The temporomandibular joint (TMJ) is one of the most complicated joints in your body. You have one on each side of your face, just in front of your ears, where the temporal bone of the skull connects to the lower jaw (mandible). Your TMJs open and close like a hinge and slide forward, backward, and from side to side. When you bite and chew, they sustain an enormous amount of pressure.
As with other joints, the surfaces of your TMJs are covered with cartilage. Like the knee joint, the two parts of the joint are separated by a small disc, or meniscus, that prevents the bones from rubbing against each other. Muscles that enable you to open and close your mouth also serve to stabilize these joints, which are located about ½ inch (1.25 cm) in front of each ear canal.
A range of problems can affect the TMJs and the muscles surrounding them. These problems usually occur between the ages of 20 and 50. Most often, the cause of TMJ is a combination of muscle tension, anatomical problems, and injury.

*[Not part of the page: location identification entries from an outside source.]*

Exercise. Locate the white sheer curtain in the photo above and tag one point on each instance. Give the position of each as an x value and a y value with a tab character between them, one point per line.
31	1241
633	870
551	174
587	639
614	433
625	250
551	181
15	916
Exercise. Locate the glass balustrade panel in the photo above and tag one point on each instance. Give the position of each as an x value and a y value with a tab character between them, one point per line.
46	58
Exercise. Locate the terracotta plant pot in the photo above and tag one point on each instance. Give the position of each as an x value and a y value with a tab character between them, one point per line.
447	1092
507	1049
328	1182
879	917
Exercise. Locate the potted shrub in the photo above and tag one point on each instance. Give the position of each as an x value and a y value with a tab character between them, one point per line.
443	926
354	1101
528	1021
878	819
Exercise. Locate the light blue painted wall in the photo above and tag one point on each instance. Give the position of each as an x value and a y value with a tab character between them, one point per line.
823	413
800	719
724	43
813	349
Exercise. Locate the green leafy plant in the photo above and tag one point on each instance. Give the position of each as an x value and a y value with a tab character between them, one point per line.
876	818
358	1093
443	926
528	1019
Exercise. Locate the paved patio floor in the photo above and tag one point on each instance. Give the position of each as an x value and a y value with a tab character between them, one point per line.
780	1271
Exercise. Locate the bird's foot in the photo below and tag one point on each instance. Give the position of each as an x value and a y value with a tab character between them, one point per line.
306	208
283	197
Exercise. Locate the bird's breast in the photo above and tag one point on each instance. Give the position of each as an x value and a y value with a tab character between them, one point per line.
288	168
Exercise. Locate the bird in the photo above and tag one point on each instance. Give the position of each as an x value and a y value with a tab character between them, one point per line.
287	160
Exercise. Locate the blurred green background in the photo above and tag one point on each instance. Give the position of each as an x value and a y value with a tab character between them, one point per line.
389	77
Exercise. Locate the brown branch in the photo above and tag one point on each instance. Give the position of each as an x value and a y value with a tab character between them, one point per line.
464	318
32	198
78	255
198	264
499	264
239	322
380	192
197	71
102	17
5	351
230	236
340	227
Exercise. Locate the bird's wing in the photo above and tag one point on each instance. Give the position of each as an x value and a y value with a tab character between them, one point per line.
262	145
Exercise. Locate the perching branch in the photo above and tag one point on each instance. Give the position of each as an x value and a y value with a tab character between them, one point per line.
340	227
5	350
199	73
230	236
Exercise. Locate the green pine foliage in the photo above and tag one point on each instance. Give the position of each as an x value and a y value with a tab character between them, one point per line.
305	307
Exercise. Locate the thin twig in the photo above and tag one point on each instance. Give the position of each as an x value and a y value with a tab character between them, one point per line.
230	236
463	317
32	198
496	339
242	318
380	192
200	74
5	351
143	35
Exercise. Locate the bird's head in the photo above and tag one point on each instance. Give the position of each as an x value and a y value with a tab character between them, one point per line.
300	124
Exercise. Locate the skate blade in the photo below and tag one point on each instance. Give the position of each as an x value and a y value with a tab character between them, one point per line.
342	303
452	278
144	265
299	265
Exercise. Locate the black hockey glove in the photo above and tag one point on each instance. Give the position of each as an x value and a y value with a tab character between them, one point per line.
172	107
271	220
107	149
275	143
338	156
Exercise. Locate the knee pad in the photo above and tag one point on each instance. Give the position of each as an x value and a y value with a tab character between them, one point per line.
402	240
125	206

Sometimes, there may be a psychological component as well.
Like all of your joints, your TMJ may develop osteoarthritis, rheumatoid arthritis, and other inflammatory conditions. In rare instances, tumours may develop in this area. But for most people, pain in the area of the TMJ isn't serious. Discomfort and pain may be temporary or chronic and sometimes goes away with little or no treatment.